According to Lenzenweger, diagnosing a patient with a personality disorder involves a complicated process of sifting through their life history in order to ensure the symptoms are long-standing — i.e., have gone on for at least five years — and then separating out transitory symptoms like anxiety and depression, which can complicate the diagnosis. Only after this due diligence can the professional be certain they’re dealing with a personality disorder. Oftentimes, clinicians and patients alike don’t have that kind of time, and that’s certainly true for the loved ones who are trying to deal with the narcissist at home. Finally, to be diagnosed, the person suffering from NPD has to actually seek out treatment, and because they aren’t really aware or admit that they have a problem, this rarely happens.
If a narcissist does seek out help, the treatment they receive will vary in accordance with a number of factors. The main treatment is talk therapy, also known as psychotherapy, but the patient might also be given certain medications, particularly if they have other mental health conditions like depression.
With psychotherapy, the goal is to help the narcissist relate better to other people, so they can form and maintain more intimate and rewarding relationships. It is also designed to help them understand the causes of their emotions, why they feel the need to compete with other people, why they can’t trust others, and ultimately to get at the self-loathing that’s driving the behavior.

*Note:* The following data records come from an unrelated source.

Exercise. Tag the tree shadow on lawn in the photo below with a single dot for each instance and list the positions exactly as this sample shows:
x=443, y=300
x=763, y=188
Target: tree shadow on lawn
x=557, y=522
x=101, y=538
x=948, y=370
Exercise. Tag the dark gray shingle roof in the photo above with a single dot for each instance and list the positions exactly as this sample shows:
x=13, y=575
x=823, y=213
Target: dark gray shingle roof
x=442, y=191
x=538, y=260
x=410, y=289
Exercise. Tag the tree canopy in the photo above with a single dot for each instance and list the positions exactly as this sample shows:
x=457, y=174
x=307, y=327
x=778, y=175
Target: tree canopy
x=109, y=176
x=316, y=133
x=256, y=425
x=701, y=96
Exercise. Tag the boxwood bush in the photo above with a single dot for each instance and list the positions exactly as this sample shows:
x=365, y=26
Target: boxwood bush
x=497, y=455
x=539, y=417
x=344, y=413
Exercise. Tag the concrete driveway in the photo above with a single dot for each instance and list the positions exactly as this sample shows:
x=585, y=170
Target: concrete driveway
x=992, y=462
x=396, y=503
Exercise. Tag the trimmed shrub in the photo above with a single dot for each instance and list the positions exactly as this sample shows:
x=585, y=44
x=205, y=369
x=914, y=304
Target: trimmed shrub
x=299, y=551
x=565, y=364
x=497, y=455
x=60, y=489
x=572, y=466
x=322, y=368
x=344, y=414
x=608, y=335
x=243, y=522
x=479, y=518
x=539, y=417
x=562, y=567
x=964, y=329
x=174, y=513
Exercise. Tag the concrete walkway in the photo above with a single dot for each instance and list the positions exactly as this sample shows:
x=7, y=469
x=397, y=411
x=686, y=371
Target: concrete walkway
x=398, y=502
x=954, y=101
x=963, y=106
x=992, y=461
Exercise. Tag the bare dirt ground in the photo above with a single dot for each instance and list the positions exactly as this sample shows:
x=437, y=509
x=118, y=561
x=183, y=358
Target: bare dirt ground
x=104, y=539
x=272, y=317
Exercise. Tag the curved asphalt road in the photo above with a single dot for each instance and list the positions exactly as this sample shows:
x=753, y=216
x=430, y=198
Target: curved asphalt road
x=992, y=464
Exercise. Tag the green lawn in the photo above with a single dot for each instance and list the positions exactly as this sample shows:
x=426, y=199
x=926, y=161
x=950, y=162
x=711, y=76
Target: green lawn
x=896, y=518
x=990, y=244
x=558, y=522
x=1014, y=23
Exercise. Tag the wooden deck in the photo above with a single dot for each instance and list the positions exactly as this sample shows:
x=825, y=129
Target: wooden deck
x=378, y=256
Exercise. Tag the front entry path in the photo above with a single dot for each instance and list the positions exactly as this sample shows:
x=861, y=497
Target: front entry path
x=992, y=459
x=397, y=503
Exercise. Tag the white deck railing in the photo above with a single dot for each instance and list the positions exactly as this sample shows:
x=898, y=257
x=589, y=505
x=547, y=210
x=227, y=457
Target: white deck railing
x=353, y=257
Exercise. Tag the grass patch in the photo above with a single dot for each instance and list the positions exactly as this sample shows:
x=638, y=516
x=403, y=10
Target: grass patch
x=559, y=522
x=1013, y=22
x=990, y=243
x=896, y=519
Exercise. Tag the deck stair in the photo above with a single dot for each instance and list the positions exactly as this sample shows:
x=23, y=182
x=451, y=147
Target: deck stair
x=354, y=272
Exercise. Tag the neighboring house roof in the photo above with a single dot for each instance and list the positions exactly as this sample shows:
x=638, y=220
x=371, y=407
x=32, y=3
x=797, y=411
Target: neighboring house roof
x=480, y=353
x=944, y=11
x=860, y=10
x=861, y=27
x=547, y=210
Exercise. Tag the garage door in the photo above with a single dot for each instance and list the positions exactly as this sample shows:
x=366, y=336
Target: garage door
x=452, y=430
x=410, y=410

With time, a narcissist can learn to accept responsibility for their actions and maintain good personal relationships, successfully collaborate with coworkers, recognize their own abilities, tolerate criticism, learn from failure, regulate their emotions, build self-esteem, and let go of what they cannot control. They can also learn better coping strategies for times of stress. The support of their family and friends is a necessary element of successful treatment.
There exist no medications approved specifically for treating NPD, but clinicians will often prescribe medication for symptoms that accompany the disorder, like anxiety. There are, however, some lifestyle changes that can be implemented to help alleviate the worst of the symptoms. These include things like keeping an open mind and remembering what the goal of treatment is, sticking to the plan by attending your scheduled therapy sessions, and taking any prescribed medications as directed. They should also treat other problems like alcohol or drug abuse, as well as mental health problems, and engage in family therapy to learn new strategies for interacting with loved ones.
In sum, you can see how complex narcissistic personality disorder is, and it’s no wonder that so many people continue to suffer without any real treatment. Most of the time, they don’t even realize, or won’t admit, that they have a problem. Even if they do, getting a correct diagnosis can be a challenge, and then there’s the problem of sticking to a treatment regimen, something many narcissists simply won’t do.